Bon, alors, je fais ça comment, moi ?
Elle alluma l'ordinateur, lança le moteur de recherche www.google.com et entra les mots-clés Magda + meurtre. C'était la forme de recherche la plus simple qu'elle puisse faire. A sa grande surprise, une porte s'ouvrit tout de suite dans ses investigations. La première occurrence était la grille horaire de Télé-Värmland à Karlstad, qui indiquait un épisode de la série Meurtres dans le Värmland diffusée en 1999. Puis elle trouva un court article du Värmlands Folkblad.
Un nouvel épisode de la série Meurtres dans le Värmland s'attache au cas Magda Lovisa Sjöberg de Ranmotrâsk, un meurtre mystérieux et abominable qui mobilisa la police de Karlstad il y a plusieurs dizaines d'années. En avril 1960, la fermière Lovisa Sjöberg, quarante-six ans, fut retrouvée, assassinée de la manière la plus brutale, dans l'étable de sa ferme. Le reporter Claes Gunnars retrace ses dernières heures et la chasse infructueuse au meurtrier. Ce meurtre éveilla beaucoup d'émoi en son temps et de nombreuses théories sur le coupable ont été avancées. Dans l'émission, un parent plus jeune mis en cause racontera à quel point sa vie a été détruite par l'accusation. 20 heures.
Elle trouva des informations plus consistantes dans l'article « Le cas Lovisa a bouleversé toute une région », publié dans le magazine Värmlandskultur, dont le texte figurait intégralement sur le Net. Avec un ravissement manifeste et sur un ton racoleur, on racontait comment le mari de Lovisa Sjöberg, le bûcheron Holger Sjöberg, avait trouvé sa femme morte en rentrant chez lui après le travail vers 17 heures. Elle avait été victime de violence sexuelle aggravée, poignardée et finalement tuée avec une fourche. Le meurtre avait eu lieu dans l'étable de la famille, mais ce qui avait créé le plus d'émoi était que, son forfait accompli, le meurtrier l'avait attachée agenouillée dans un box de cheval.

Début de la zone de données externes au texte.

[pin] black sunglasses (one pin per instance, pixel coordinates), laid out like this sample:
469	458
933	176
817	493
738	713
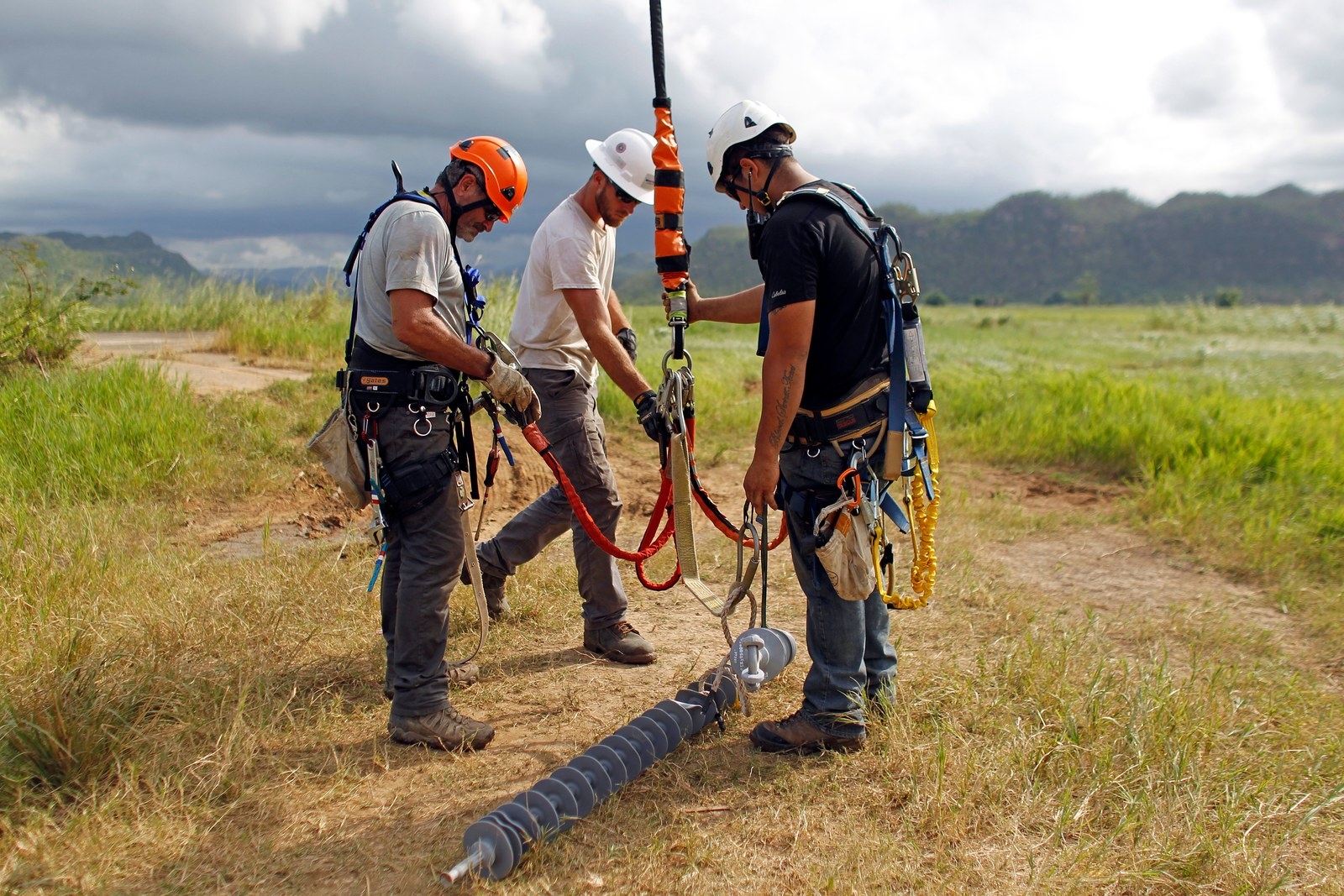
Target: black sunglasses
620	194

Plus tard, on découvrit qu'une des bêtes de la ferme, une vache, avait été blessée d'un coup de couteau à l'encolure.
Au départ, le mari fut soupçonné, mais il pouvait présenter un alibi en béton. Il se trouvait avec ses collègues de travail depuis 6 heures du matin sur une coupe à quarante kilomètres de la ferme. Lovisa Sjöberg était encore en vie à 10 heures du matin, quand une voisine était passée la voir. Personne n'avait rien vu ni rien entendu ; la ferme était située à près de quatre cents mètres du voisin le plus proche.

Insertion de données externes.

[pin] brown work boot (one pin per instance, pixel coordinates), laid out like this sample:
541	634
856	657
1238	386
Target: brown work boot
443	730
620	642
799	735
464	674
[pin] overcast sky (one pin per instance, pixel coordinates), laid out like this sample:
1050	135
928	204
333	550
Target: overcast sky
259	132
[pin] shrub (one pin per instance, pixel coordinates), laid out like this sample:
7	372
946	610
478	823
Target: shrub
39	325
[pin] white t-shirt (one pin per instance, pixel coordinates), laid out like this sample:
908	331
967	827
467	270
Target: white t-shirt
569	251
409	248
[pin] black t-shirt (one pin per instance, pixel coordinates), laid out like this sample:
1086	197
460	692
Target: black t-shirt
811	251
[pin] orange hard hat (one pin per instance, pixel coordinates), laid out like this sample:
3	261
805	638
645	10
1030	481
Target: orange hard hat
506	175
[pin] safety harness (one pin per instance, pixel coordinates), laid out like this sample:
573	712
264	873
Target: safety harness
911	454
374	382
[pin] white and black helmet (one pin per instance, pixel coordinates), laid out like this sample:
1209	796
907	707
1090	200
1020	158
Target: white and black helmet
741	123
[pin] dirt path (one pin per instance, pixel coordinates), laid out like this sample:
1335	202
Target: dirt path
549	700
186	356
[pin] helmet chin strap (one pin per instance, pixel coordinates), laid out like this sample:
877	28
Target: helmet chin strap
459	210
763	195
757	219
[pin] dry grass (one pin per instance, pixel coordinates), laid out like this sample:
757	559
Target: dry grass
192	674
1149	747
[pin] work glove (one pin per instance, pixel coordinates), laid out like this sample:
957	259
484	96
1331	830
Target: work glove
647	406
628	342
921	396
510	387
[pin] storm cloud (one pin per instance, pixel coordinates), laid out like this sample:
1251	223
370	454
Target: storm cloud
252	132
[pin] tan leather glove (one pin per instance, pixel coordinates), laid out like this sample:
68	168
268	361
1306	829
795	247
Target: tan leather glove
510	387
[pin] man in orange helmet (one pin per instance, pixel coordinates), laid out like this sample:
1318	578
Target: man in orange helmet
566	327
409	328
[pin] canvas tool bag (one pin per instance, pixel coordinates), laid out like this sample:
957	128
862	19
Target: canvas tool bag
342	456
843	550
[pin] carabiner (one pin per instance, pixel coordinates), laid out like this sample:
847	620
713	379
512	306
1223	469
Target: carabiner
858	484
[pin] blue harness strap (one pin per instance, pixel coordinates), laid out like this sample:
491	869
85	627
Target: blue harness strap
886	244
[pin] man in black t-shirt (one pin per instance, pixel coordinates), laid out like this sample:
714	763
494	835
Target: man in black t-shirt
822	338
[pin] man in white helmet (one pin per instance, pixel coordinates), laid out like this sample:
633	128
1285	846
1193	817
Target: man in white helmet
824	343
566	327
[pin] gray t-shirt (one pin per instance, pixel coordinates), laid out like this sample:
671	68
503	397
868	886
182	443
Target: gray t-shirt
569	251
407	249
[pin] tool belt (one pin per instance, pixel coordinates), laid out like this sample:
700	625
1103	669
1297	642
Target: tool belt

Après avoir abandonné le mari comme suspect principal, l'enquête de police se reporta sur un neveu de la femme assassinée, un jeune homme de vingt-trois ans. L'homme avait plusieurs fois eu maille à parti! avec la justice, eu proie à de sérieux soucis financiers, il avait régulièrement emprunté de l'argent à sa tante. L'alibi du neveu était considérablement plus fragile et il fut placé en garde à vue puis relâché faute de preuves, comme on disait. Nombre d'habitants du village l'estimaient malgré cela très vraisemblablement coupable.